In its latest pronouncement on the subject, the Supreme Court suggested in Kiowa Tribe of Oklahoma v. Manufacturing Technologies that tribal sovereign immunity is an accidental doctrine that developed with little analysis or reasoning. The Court, however, overlooked important history, context, and (some of its own) precedent which shows that the doctrine arose quite intentionally through relationships negotiated across centuries between the United States and the Indian nations involved in the foundational tribal immunity cases. Indeed, the doctrine’s origins and the principles underlying it date back as far as those for the federal, state, and foreign governments’ immunities, and, historically, the reasoning and justifications for these doctrines are the same. Although the Kiowa Court upheld tribal immunity, it did so grudgingly and only after disparaging its own precedent, misconstruing the doctrine’s origins, questioning whether to perpetuate it, and inviting Congress to abrogate it. In the wake of Kiowa, other courts have seized upon the Supreme Court’s marginalization of tribal immunity to limit the doctrine’s scope in cases where they do the job Kiowa said was for Congress and weigh the competing policy interests at stake. Perhaps unsurprisingly, these courts use Kiowa’s discrediting of tribal sovereign immunity’s legitimacy to tip the balance against tribal immunity. This article tells the real story of tribal sovereign immunity, providing doctrinal perspective and historical clarity in order to correct the misunderstandings about tribal immunity’s origins, development, and purposes.
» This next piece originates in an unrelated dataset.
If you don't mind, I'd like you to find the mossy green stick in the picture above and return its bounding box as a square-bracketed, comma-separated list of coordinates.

One thought on “American University Law Review Article on Tribal Sovereign Immunity

  1. vance gillette September 24, 2013 / 9:16 pm

    Excellent article on tribal sov. immunity. The feds and states do limited waiver for contracts and torts, which provides a remedy. But many tribes have not waived immunity, which has led to some ‘bad’ decisions, particularly in state courts. The tribes and legal guns have to plan ahead rather than hiding behind immunity as a defense in all situations.
    The US Supreme Court ‘marginalizes’ Indian cases … because they can. The current Michigan gaming case, on cert., is a poor way to litigate tribal immunity. The tribes chase the dollar [for a new casino] at a high cost to the rest of the Indian tribes.